シグマの計算で,意味不明な変形が出てきたんだけど…

 \displaystyle{\sum^{n}_{k=1}\cfrac{1}{k(k+2)}=\sum^{n}_{k=1}\cfrac{1}{2}\left(\cfrac{1}{k}-\cfrac{1}{k+2}\right)}
学生の方

どうして引き算になったの??2分の1は何??

このように,分母が多項式の積になっている分数を,足し算や引き算の形に分けることを部分分数分解といいます。

ぶぶんぶんすうぶんかい …って冗談みたいな名前ですが,本気です。

数列の問題の中では頻出パターンの部分分数分解ですが,学校の授業でさらっと扱われてしまって,意味がよくわかっていない人もいるのではないでしょうか?

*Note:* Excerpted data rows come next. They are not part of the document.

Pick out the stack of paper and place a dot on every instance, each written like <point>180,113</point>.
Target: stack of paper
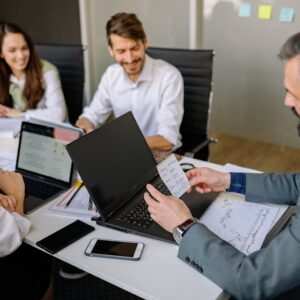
<point>242,224</point>
<point>80,206</point>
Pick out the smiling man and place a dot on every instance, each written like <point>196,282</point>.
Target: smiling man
<point>152,89</point>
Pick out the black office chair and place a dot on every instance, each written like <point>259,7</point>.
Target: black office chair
<point>196,67</point>
<point>69,61</point>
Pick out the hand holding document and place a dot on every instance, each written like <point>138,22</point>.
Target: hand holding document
<point>75,202</point>
<point>173,176</point>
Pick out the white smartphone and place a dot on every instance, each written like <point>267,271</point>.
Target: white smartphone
<point>114,249</point>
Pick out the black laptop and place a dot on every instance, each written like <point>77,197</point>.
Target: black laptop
<point>115,163</point>
<point>43,161</point>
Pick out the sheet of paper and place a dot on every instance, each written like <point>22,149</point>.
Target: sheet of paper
<point>80,207</point>
<point>173,176</point>
<point>7,160</point>
<point>242,224</point>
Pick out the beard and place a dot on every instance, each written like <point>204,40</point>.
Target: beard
<point>297,115</point>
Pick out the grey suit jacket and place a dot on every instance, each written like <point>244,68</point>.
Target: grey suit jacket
<point>264,274</point>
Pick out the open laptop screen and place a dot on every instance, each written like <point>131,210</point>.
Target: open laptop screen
<point>114,161</point>
<point>42,151</point>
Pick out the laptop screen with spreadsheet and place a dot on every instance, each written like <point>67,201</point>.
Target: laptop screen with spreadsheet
<point>42,151</point>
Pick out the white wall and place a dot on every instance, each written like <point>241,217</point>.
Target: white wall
<point>248,75</point>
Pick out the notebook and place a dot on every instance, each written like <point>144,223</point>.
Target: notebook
<point>115,163</point>
<point>43,161</point>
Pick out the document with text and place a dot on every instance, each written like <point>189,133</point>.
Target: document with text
<point>173,176</point>
<point>242,224</point>
<point>80,206</point>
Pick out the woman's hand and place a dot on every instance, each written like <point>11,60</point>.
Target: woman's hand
<point>9,112</point>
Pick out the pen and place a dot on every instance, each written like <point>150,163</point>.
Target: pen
<point>73,196</point>
<point>90,204</point>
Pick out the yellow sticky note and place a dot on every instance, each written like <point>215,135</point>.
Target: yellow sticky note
<point>265,12</point>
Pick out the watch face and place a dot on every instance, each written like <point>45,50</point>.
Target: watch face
<point>177,235</point>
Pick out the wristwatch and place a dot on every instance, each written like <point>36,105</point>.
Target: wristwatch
<point>180,230</point>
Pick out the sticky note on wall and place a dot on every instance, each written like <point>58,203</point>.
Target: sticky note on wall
<point>265,12</point>
<point>286,14</point>
<point>245,10</point>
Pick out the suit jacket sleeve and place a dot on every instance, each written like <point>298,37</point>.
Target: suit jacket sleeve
<point>263,274</point>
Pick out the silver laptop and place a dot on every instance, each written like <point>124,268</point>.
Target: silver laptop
<point>43,161</point>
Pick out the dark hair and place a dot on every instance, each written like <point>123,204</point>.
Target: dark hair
<point>33,88</point>
<point>126,25</point>
<point>291,47</point>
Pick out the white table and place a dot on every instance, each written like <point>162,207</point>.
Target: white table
<point>159,274</point>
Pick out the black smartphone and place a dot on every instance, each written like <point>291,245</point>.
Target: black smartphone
<point>114,249</point>
<point>65,236</point>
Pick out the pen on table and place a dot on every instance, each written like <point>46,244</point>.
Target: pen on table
<point>90,204</point>
<point>73,196</point>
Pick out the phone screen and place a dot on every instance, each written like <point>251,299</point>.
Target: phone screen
<point>114,248</point>
<point>65,236</point>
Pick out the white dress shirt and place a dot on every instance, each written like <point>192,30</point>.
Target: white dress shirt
<point>156,100</point>
<point>13,228</point>
<point>52,106</point>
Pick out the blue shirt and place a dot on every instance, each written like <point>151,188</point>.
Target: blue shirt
<point>237,183</point>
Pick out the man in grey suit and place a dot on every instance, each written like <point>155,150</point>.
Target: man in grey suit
<point>275,269</point>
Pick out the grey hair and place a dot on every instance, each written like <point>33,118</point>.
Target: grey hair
<point>291,48</point>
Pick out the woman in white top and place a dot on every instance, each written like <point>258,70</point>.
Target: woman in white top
<point>29,87</point>
<point>24,271</point>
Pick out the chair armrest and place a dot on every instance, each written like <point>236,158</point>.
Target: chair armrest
<point>200,146</point>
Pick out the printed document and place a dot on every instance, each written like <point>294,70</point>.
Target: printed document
<point>81,205</point>
<point>242,224</point>
<point>173,176</point>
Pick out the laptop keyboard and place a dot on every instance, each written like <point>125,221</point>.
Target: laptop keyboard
<point>137,213</point>
<point>39,189</point>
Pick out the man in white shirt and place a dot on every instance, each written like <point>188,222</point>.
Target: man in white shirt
<point>152,89</point>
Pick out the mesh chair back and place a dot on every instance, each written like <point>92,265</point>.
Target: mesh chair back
<point>69,61</point>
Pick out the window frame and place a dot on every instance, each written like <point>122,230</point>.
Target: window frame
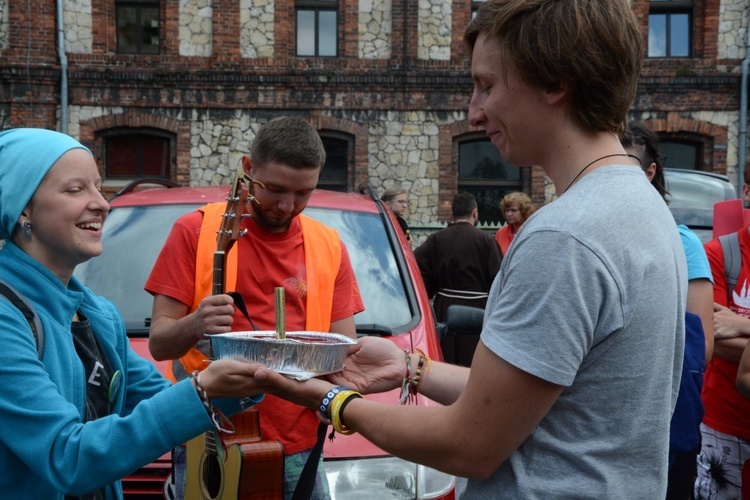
<point>697,144</point>
<point>139,5</point>
<point>316,6</point>
<point>499,185</point>
<point>338,184</point>
<point>139,133</point>
<point>668,8</point>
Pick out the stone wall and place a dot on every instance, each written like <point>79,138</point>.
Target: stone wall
<point>256,28</point>
<point>435,29</point>
<point>196,28</point>
<point>4,25</point>
<point>375,25</point>
<point>732,29</point>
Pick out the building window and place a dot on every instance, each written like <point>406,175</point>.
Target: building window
<point>670,28</point>
<point>475,4</point>
<point>137,26</point>
<point>317,28</point>
<point>336,170</point>
<point>486,175</point>
<point>685,154</point>
<point>137,155</point>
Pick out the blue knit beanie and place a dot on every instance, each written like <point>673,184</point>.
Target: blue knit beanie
<point>26,155</point>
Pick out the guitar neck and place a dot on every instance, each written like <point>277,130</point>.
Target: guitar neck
<point>219,279</point>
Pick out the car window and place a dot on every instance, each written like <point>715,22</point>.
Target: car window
<point>133,237</point>
<point>692,197</point>
<point>374,265</point>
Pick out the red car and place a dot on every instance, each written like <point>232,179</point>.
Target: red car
<point>396,307</point>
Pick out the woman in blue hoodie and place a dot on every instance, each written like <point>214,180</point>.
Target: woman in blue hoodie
<point>85,411</point>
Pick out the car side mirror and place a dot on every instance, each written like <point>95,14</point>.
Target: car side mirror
<point>464,320</point>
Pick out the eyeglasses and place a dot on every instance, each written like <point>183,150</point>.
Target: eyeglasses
<point>257,183</point>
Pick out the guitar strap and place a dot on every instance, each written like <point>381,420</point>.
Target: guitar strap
<point>306,482</point>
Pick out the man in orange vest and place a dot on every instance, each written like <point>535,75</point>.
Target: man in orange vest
<point>281,248</point>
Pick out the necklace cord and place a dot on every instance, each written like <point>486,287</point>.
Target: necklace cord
<point>600,158</point>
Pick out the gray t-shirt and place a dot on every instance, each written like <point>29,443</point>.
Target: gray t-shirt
<point>591,296</point>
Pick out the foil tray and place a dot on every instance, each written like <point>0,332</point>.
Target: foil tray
<point>302,355</point>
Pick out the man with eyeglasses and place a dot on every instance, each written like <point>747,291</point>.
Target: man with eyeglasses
<point>281,248</point>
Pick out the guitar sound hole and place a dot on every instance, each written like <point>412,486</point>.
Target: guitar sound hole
<point>212,476</point>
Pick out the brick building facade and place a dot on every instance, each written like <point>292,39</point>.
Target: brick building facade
<point>386,82</point>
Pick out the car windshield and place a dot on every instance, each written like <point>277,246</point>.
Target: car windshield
<point>692,197</point>
<point>133,237</point>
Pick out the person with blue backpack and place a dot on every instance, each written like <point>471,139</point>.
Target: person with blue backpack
<point>684,432</point>
<point>79,409</point>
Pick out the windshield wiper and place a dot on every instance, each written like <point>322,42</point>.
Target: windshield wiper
<point>374,329</point>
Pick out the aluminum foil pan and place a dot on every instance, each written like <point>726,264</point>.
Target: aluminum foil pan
<point>301,355</point>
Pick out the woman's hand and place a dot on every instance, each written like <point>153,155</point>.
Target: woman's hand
<point>728,325</point>
<point>372,365</point>
<point>225,378</point>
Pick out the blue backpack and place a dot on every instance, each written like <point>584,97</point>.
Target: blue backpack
<point>18,300</point>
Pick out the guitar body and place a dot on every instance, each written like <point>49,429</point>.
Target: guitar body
<point>244,466</point>
<point>239,465</point>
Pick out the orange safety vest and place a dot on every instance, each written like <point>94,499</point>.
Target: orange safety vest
<point>322,260</point>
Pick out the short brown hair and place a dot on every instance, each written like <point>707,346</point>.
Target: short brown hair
<point>288,140</point>
<point>595,47</point>
<point>525,206</point>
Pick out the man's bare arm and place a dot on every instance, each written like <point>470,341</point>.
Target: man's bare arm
<point>174,332</point>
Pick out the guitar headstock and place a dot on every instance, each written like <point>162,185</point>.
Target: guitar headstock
<point>230,231</point>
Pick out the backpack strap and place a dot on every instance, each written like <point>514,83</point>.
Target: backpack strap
<point>18,300</point>
<point>730,245</point>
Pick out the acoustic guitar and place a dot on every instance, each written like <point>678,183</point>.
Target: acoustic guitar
<point>240,465</point>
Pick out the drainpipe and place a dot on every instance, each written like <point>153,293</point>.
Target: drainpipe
<point>743,112</point>
<point>63,69</point>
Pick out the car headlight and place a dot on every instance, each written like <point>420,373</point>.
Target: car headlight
<point>384,477</point>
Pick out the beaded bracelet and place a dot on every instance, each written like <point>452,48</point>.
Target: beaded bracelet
<point>338,404</point>
<point>325,404</point>
<point>410,384</point>
<point>405,385</point>
<point>220,421</point>
<point>421,372</point>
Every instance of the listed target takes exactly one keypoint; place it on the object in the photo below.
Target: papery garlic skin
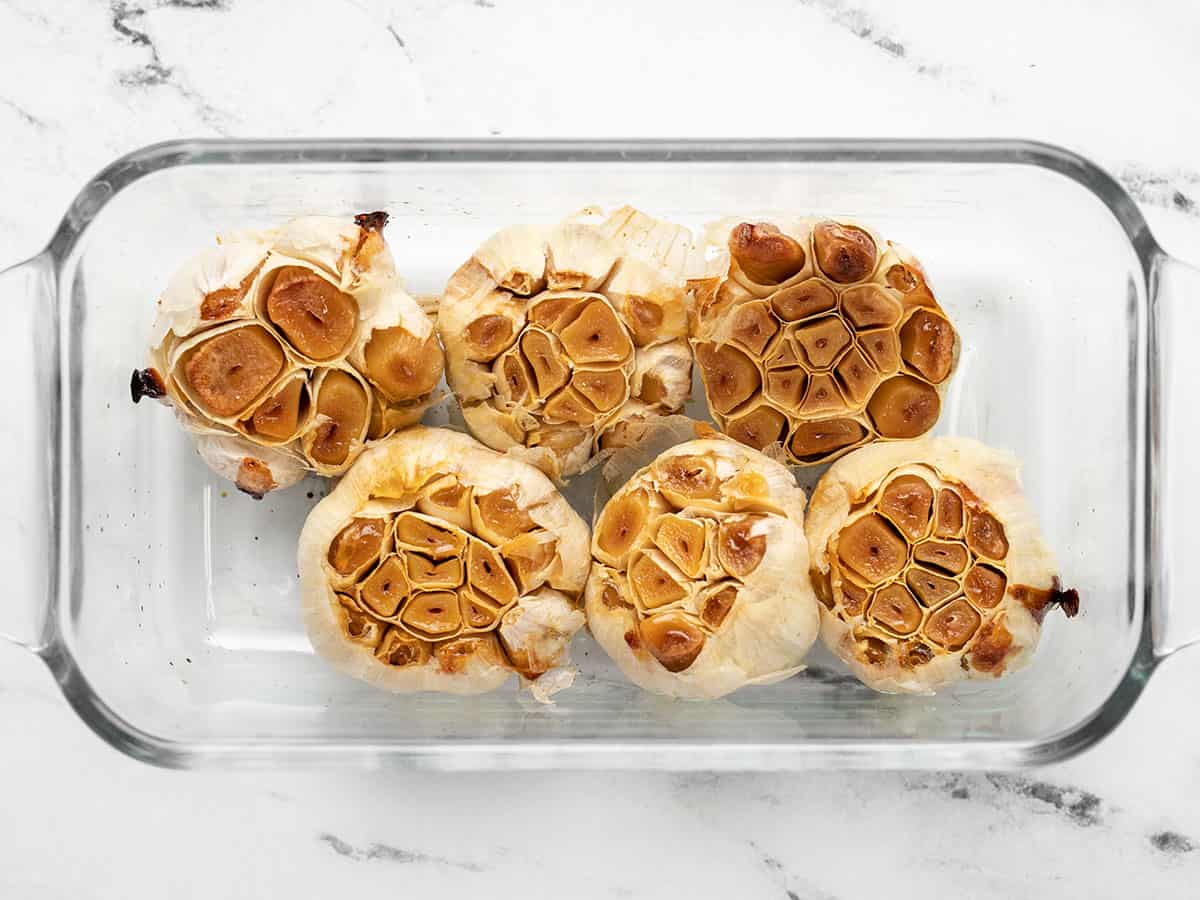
(555, 334)
(820, 336)
(976, 576)
(249, 333)
(743, 612)
(456, 523)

この記事では,数列の和の問題で使う部分分数分解のやりかたをわかりやすく解説します。

2つの積だけでなく,3つの積の場合も扱います

この記事を読めば,部分分数分解はこわくない !

この記事を読むとわかること
  • 部分分数分解のやりかたがわかる
  • 部分分数分解を用いた数列の和の求めかたがわかる
  • 3つの積の形になっている式の部分分数分解のやりかたがわかる
この記事を書いた人
粗茶
  • 高校数学・高校公民・中学社会担当の現役塾講師
  • 講師歴13年
  • 13年の指導経験で知った「生徒がつまづきやすいポイント」や「教科書よりも効率の良い解法」をわかりやすく発信しています。
目次

部分分数分解は通分の逆

部分分数分解とは,分母が多項式の積の形になっている分数を,複数の分数に分けることです。

部分分数分解の例
\cfrac{5x-5}{(x-3)(x+2)}=\cfrac{2}{x-3}+\cfrac{3}{x+2}

分母が(x-3)(x+2)の形の分数を、分母がx-3の分数と分母がx+2の分数に分けています。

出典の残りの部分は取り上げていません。